# Choosing the right test

In [2]:
import pandas as pd
from scipy.stats import ttest_ind
from scipy.stats import f_oneway
from scipy.stats import chi2_contingency

## Petrochemicals
In a chemistry research lab, scientists are examining the efficiency of three well-known catalysts—Palladium (Pd), Platinum (Pt), and Nickel (Ni)—in facilitating a particular reaction. Each catalyst is used in a set of identical reactions under controlled conditions, and the time taken for each reaction to reach completion is meticulously recorded. Your goal is to *compare the mean reaction times across the three catalyst groups* to identify which catalyst, if any, has a significantly different reaction time.

The key phrase in the text is *"compare the mean reaction across the three catalysts"*, which indicates that ANOVA is the appropriate statistical test, as it is designed to compare the means of more than two groups.

In [3]:
chemical_data = pd.read_csv('../data/chemical_reactions.csv')
chemical_data.head(3)

Unnamed: 0,Catalyst,Reaction_Time
0,Palladium,47.483571
1,Palladium,44.308678
2,Palladium,48.238443


In [4]:
catalyst_types = ['Palladium', 'Platinum', 'Nickel']

# Collect reaction times for each catalyst into a list
groups = [chemical_data[chemical_data['Catalyst'] == catalyst]['Reaction_Time'] for catalyst in catalyst_types]

# Perform the one-way ANOVA across the three groups
f_stat, p_val = f_oneway(*groups)
print(p_val)

4.710677600047866e-151


#### Conclusion:
Assuming a significance level of 0.01, the P-value is substantially smaller than the alpha value, indicating a significant difference in reaction times across the catalysts.

## Human resources
In human resources, it's essential to understand the relationships between different variables that might influence employee satisfaction or turnover.
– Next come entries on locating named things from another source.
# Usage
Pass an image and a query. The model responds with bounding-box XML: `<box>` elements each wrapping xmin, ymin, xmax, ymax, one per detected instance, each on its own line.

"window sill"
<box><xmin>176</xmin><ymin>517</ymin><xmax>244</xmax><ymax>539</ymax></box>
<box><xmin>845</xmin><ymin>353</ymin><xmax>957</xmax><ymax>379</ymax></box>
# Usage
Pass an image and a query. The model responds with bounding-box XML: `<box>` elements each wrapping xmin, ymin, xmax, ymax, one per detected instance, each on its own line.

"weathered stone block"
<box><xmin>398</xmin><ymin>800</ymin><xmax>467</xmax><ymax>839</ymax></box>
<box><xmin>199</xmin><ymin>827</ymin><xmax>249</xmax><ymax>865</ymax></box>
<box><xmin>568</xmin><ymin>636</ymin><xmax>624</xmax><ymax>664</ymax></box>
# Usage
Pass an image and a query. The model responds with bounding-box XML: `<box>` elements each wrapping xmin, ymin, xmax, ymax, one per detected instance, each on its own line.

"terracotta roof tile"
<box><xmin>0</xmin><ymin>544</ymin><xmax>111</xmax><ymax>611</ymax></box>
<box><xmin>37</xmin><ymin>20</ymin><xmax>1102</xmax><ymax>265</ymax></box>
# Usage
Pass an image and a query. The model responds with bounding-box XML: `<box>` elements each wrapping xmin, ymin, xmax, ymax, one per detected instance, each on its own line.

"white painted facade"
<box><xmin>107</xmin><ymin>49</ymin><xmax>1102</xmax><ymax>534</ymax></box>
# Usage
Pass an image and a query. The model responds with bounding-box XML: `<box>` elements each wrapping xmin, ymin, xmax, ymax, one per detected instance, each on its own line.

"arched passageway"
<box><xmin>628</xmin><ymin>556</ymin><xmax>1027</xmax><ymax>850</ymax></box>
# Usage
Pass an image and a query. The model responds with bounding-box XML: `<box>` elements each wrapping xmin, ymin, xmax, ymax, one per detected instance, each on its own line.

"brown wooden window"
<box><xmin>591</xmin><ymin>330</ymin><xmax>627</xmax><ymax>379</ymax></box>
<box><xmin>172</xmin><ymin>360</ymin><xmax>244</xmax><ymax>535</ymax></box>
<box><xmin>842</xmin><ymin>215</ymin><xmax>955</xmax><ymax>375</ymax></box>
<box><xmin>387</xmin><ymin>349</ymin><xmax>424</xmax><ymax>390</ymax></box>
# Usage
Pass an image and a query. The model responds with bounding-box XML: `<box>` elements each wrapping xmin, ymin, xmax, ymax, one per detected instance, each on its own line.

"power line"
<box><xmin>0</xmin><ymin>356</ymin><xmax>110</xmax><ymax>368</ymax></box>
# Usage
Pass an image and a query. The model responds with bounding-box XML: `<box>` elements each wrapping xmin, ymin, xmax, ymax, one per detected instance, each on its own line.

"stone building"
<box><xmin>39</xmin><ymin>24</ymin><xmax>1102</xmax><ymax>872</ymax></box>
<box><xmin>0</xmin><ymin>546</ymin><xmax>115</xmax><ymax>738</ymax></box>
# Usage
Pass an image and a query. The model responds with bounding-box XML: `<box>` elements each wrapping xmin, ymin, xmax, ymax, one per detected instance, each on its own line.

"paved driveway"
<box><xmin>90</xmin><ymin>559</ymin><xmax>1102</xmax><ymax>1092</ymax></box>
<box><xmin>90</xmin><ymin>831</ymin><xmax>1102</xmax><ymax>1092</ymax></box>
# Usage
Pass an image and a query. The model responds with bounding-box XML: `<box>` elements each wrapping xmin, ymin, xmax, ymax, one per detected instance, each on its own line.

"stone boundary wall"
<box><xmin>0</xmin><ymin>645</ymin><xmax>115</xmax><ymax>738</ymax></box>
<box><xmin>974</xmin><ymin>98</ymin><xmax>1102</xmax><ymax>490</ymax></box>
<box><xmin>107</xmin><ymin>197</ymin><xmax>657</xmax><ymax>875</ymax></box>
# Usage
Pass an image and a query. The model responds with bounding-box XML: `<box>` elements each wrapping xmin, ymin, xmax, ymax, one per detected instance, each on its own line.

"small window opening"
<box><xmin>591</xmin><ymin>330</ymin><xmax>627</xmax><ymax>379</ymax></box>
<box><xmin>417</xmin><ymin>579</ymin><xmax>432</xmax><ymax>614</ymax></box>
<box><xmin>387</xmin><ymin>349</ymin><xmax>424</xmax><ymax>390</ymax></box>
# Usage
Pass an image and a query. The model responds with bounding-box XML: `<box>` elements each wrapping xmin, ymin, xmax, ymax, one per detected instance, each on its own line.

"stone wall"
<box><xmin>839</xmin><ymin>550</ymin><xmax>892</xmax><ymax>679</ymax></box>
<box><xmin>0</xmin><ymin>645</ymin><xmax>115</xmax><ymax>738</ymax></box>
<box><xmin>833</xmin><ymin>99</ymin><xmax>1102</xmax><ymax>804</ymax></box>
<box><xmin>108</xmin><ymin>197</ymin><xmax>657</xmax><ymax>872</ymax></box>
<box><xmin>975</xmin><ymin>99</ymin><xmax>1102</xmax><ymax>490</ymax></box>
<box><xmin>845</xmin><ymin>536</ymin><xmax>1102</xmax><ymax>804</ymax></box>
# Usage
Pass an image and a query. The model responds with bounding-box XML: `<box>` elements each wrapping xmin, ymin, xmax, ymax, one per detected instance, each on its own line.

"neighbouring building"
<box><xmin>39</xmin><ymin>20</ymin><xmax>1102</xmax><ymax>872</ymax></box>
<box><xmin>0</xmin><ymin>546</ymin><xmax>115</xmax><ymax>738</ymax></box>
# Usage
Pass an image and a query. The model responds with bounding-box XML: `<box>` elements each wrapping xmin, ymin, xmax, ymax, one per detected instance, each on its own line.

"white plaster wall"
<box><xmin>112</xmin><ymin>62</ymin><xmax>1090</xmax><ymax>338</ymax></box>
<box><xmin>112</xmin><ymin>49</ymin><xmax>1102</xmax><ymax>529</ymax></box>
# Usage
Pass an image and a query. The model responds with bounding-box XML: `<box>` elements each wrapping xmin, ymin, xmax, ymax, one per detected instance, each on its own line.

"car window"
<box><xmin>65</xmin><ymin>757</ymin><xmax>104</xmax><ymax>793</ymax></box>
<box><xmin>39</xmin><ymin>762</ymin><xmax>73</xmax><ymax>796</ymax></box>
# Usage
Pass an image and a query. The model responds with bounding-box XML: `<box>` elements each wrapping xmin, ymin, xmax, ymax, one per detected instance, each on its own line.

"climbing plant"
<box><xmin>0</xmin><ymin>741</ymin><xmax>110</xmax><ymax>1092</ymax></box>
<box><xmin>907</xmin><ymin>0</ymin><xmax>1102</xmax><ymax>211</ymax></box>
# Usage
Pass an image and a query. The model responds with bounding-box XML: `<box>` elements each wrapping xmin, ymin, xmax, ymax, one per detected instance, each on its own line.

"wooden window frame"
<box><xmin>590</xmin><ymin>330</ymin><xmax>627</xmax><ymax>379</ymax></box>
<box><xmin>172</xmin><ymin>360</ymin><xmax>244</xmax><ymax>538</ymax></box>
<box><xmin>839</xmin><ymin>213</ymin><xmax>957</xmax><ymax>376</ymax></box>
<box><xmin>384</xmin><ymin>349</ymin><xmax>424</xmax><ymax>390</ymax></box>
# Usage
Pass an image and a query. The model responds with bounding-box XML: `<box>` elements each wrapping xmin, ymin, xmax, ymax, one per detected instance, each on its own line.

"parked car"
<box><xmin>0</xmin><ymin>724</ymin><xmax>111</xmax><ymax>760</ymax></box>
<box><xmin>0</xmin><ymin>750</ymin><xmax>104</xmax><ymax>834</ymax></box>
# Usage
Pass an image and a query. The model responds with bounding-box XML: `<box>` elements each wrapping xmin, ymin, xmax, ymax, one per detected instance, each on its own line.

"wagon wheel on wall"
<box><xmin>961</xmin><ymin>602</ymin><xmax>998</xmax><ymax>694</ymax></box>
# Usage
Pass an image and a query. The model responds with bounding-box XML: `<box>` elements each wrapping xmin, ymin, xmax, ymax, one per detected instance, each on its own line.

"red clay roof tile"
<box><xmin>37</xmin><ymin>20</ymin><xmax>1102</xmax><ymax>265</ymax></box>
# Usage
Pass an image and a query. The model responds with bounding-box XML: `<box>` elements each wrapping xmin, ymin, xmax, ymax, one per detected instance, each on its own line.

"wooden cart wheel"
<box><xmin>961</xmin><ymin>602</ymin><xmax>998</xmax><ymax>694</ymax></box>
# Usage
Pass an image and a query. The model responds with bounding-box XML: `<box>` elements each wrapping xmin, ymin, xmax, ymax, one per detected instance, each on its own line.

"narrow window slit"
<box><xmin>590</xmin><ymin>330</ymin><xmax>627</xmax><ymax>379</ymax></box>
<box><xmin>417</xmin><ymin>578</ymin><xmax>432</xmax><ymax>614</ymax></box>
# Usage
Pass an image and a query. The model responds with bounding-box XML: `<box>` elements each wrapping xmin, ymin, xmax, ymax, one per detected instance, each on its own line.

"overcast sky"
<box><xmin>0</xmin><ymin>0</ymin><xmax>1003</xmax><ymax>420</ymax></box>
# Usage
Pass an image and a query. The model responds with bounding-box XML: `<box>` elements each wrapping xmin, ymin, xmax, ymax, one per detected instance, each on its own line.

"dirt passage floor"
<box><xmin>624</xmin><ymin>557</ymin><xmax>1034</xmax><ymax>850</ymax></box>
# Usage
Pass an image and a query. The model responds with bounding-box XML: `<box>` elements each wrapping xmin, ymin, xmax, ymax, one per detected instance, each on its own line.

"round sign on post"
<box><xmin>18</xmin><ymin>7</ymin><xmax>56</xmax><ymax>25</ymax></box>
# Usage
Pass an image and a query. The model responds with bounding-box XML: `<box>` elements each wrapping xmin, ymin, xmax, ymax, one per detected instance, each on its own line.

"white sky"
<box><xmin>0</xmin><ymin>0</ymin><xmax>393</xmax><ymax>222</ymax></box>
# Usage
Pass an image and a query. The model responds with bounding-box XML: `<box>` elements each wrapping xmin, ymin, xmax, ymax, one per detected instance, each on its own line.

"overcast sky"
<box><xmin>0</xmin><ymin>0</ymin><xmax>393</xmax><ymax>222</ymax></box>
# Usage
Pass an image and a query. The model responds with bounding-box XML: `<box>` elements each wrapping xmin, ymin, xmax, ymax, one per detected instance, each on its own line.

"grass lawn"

Consider a scenario where an HR department is interested in understanding the association between the department in which employees work and their participation in a new workplace wellness program. The HR team has compiled this data over the past two years and has asked you if there's any significant association between an employee's department and their enrolling in the wellness program.

Because the analysis concerns the association between two categorical variables, a *Chi-square test of association* is appropriate.

In [5]:
wellness_data = pd.read_csv('../data/hr_wellness.csv')
wellness_data.head(3)

Unnamed: 0,Department,Wellness_Program_Status
0,Marketing,Enrolled
1,Sales,Enrolled
2,Marketing,Not Enrolled


In [6]:
# Create a contingency table
contingency_table = pd.crosstab(
  wellness_data['Department'], 
  wellness_data['Wellness_Program_Status']
)

# Perform the chi-square test of association
chi2_stat, p_val, dof, expected = chi2_contingency(contingency_table)
print(p_val)


0.17573344450112738


#### Conclusion:
Assume a significance level of 0.05. Given the P-value, there's no significant association between department and enrollment in the wellness program, as the P-value is larger than 0.05.

## Finance
In the realm of finance, investment strategists are continually evaluating different approaches to maximize returns. Consider a scenario where a financial firm wishes to assess the effectiveness of two investment strategies: "Quantitative Analysis" and "Fundamental Analysis". The firm has applied each strategy to a separate set of investment portfolios for a year and now asks you to compare the annual returns to determine if there is any difference in strategy returns by comparing the mean returns of the two groups.

Because the comparison involves the means of two independent groups, an independent samples t-test is appropriate.

In [10]:
investment_data = pd.read_csv('../data/investment_returns.csv')
print(investment_data.head(3),'\n')
print(investment_data['Strategy_Type'].unique())

  Strategy_Type  Annual_Return
0  Quantitative      10.597379
1  Quantitative       1.656248
2  Quantitative       9.202100 

['Quantitative' 'Fundamental']


In [12]:
# Separate the annual returns by strategy type
quantitative_returns = investment_data[investment_data['Strategy_Type'] == 'Quantitative']['Annual_Return']
fundamental_returns = investment_data[investment_data['Strategy_Type'] == 'Fundamental']['Annual_Return']

print('quantitative mean returns: ', quantitative_returns.mean())
print('fundamental mean returns: ', fundamental_returns.mean(),'\n')

# Perform the independent samples t-test between the two groups
t_stat, p_val = ttest_ind(quantitative_returns, fundamental_returns)
print('p-value: ', p_val)

quantitative mean returns:  8.351169678745862
fundamental mean returns:  5.706740072154287 

p-value:  2.0567003424807146e-14


#### Conclusion:
Assume a significance level of 0.1. The P-value is much smaller than alpha, suggesting a significant difference in returns between the two strategies.